Often, when you make an estimation based on many assumptions, people say "There might be errors in all your assumptions, and the error on the result, being the sum of all these errors, is going to be huge".

In reality, errors compensate each others.  You might overestimate one variable, but will underestimate the next one. Unless you are biased, the error will grow like a drunken wanderer.

Say we want to estimate the number $N$ of something. Number of candies eaten by children in the world. Or piano tuners in Chicago. Or whatever.

To estimate $N$, we multiply estimated values $e_i$ of the factors which contribute to $N$, whose real (unknown) values is $a_i$. For estimating the candies, we might have the number of people in the world, fraction of children, sugar-producing crops and so on.

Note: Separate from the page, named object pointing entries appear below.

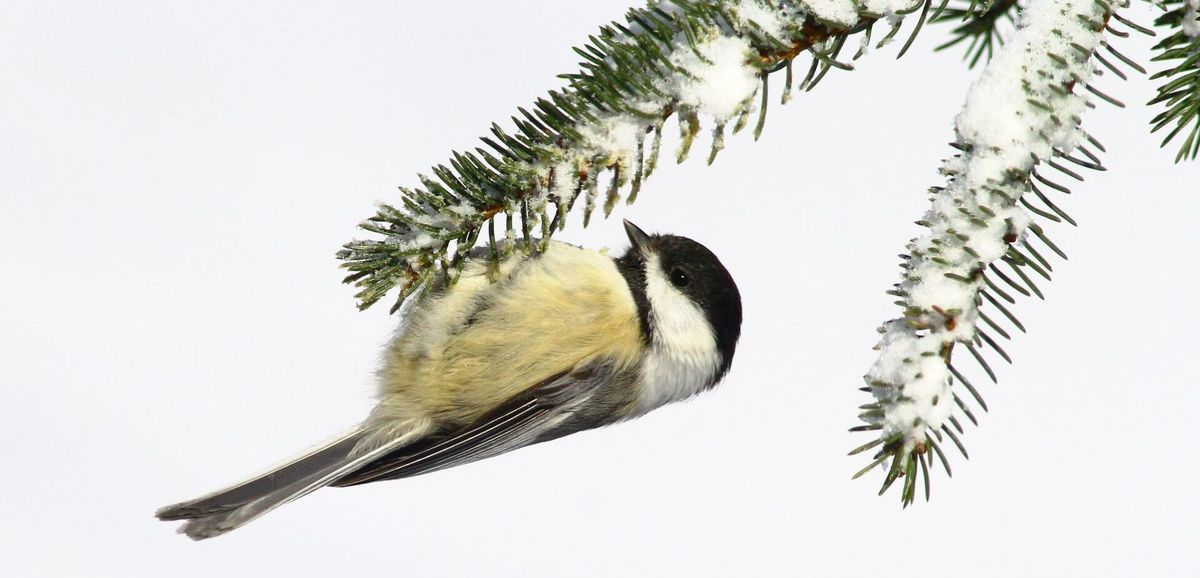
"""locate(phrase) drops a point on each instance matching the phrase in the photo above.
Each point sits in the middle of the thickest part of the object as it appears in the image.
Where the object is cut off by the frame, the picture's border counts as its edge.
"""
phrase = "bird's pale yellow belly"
(463, 351)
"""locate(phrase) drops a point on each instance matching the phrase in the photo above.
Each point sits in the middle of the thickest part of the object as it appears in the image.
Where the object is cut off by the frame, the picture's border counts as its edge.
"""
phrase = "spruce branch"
(1019, 138)
(694, 60)
(979, 24)
(1180, 91)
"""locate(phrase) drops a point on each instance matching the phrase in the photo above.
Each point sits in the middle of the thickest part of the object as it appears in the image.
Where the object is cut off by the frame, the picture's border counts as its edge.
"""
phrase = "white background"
(175, 178)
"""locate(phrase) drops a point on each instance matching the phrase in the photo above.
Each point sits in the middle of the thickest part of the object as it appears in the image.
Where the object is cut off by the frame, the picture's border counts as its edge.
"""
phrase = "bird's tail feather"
(228, 509)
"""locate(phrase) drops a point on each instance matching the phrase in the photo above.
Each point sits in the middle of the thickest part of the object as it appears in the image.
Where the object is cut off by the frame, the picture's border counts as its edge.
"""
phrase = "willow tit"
(562, 341)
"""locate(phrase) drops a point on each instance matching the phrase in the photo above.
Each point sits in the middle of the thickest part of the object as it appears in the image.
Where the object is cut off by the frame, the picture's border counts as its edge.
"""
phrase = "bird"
(543, 345)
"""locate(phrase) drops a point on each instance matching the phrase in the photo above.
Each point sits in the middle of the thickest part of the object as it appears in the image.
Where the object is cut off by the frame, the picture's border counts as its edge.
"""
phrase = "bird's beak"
(637, 236)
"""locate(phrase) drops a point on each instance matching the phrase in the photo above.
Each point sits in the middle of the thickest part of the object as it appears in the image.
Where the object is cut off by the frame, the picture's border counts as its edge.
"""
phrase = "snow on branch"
(1021, 118)
(599, 137)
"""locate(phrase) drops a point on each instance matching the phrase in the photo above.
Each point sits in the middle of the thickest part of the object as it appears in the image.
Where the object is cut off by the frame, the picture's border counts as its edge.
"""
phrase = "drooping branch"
(599, 137)
(1020, 124)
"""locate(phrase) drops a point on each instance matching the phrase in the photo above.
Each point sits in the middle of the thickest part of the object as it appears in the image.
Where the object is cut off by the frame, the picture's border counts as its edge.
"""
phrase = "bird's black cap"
(696, 272)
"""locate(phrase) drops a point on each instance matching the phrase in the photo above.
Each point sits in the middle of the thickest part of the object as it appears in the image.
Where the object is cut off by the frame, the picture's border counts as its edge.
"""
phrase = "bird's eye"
(678, 277)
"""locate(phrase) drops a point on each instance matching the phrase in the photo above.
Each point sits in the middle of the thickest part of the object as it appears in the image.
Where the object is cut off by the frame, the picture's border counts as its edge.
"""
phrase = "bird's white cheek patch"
(683, 356)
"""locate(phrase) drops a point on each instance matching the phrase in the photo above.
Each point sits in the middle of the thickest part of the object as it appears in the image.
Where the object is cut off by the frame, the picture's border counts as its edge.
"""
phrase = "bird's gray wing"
(553, 408)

$N = a_1 \cdot a_2 \cdot ... \approx e_1 \cdot e_2 ...$

In the end, will compute our estimate by multiplying all $e_i$.

Now, let's say that you are really bad in estimating, and you never get the right value. All $e_i$ are wrong by a factor 2 –sometimes your estimate $e_i$ is the double, sometimes is one half of the actual value $a_i$.

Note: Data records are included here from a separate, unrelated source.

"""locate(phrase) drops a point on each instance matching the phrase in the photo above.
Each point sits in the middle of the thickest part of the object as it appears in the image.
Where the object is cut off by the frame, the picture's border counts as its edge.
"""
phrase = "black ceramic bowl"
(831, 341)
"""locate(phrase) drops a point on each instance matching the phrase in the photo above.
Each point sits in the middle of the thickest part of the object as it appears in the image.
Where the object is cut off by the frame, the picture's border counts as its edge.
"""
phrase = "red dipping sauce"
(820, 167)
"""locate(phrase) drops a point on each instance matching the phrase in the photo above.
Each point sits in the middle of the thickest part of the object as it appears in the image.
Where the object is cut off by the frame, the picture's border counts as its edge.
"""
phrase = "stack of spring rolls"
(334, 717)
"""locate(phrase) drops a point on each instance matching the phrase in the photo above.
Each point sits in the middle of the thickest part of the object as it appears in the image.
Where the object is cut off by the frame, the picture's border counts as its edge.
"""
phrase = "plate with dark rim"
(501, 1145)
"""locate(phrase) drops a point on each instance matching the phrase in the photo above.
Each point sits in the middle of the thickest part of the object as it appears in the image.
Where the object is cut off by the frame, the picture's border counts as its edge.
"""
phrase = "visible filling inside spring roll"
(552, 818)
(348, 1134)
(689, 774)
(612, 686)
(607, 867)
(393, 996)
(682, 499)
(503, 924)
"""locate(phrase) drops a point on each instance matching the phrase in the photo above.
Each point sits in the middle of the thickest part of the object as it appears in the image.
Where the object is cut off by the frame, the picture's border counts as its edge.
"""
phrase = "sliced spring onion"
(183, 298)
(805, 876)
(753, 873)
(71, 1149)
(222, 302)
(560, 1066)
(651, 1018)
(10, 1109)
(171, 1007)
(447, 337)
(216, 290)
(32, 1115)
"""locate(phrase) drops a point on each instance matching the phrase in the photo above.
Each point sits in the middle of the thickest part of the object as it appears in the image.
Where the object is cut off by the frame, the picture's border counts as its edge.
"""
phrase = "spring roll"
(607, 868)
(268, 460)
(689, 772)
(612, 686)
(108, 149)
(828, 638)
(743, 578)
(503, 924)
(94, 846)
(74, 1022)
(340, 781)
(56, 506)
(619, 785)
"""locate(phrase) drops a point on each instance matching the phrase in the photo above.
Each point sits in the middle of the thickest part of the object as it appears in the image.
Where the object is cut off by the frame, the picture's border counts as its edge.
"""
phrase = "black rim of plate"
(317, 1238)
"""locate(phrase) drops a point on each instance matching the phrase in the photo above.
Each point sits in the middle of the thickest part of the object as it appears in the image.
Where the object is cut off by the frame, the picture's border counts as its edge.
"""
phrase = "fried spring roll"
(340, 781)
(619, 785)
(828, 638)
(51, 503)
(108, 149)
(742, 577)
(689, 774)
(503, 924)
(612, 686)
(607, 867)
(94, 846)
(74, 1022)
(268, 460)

Now you do what any good engineer would have done before the advent of pocket calculator when had to multiply numbers –you sum logarithms:

$log(N) = \sum_i log(a_i) \approx \sum_i log(e_i)$

($\sum$ means "sum".) But we said your estimates are

$e_i = a_i \cdot random(2, 0.5)$

Or

$log(e_i) = log(a_i) + random(+1, -1)$

Approximating $log(2)$ to $1$.

This allows us to separate the errors from the estimates and write

$log(N) \approx \sum log(a_i) + \sum random(+1, -1)$

$log(N) \approx log(N) + log(\sigma_{final})$

where $\sigma_{final}$ is the error you'll get at the end of the estimate.

The logarithm of the final error, $\sigma_{final}$ , actually diffuses quite slowly. Like drunken wanderers who can only walk on a line, will make one step in one direction, than two steps in the opposite direction, and so on. After $S$ steps, 70% of those drunken wanderers are on average no more than $\sqrt{S}$ steps away from their starting point.

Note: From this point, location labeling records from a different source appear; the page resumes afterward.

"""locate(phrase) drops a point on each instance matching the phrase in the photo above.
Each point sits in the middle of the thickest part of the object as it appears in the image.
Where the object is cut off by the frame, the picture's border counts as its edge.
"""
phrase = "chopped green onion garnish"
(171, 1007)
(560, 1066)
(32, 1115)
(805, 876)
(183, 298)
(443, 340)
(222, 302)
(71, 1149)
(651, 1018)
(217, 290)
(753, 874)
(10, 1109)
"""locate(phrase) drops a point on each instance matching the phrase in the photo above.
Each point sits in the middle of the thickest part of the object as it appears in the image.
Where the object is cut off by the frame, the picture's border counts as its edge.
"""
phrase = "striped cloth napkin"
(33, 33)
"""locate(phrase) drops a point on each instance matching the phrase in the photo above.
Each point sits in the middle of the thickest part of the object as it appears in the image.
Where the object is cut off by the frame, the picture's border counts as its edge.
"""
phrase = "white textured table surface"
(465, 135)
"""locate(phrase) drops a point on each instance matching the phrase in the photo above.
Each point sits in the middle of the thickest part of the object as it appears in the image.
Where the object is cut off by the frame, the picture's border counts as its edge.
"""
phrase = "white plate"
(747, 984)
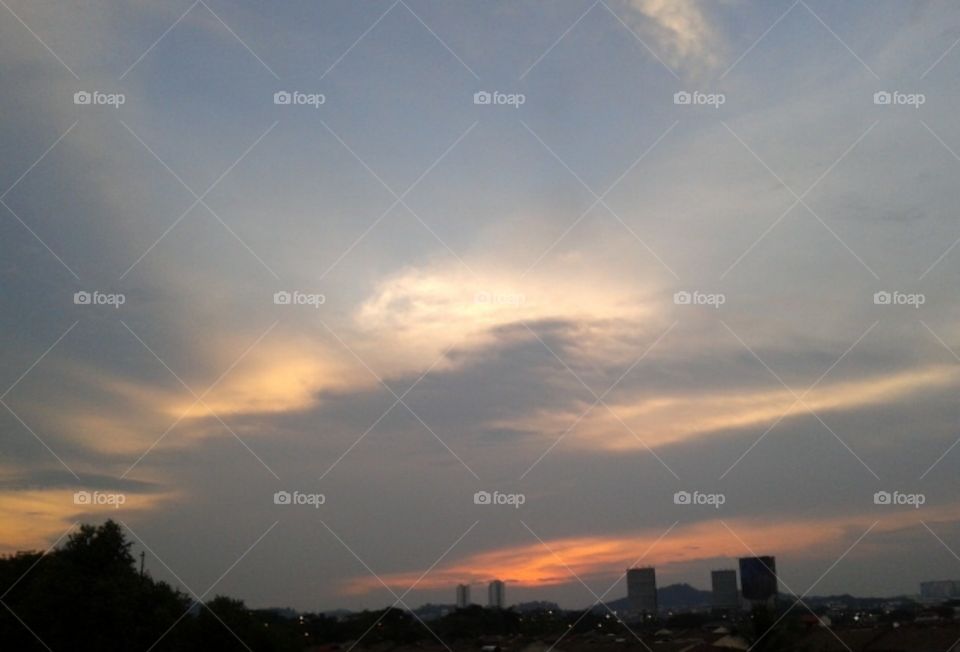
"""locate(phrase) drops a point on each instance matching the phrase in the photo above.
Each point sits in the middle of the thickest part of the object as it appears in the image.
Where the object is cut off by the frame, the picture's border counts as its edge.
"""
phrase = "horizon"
(335, 305)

This means that 70% of the times the log of your estimation error is not bigger than $\sqrt{S}*log(\sigma)$, where $\sigma$ is the average (estimated) error factor, which we initially assumed to be 2. Or

$\sigma_{final} = \sigma^{\sqrt{S}}$

With $S$ number of assumptions you made, $\sigma$ the average error for each factor, $\sigma_{final}$ the final estimation error.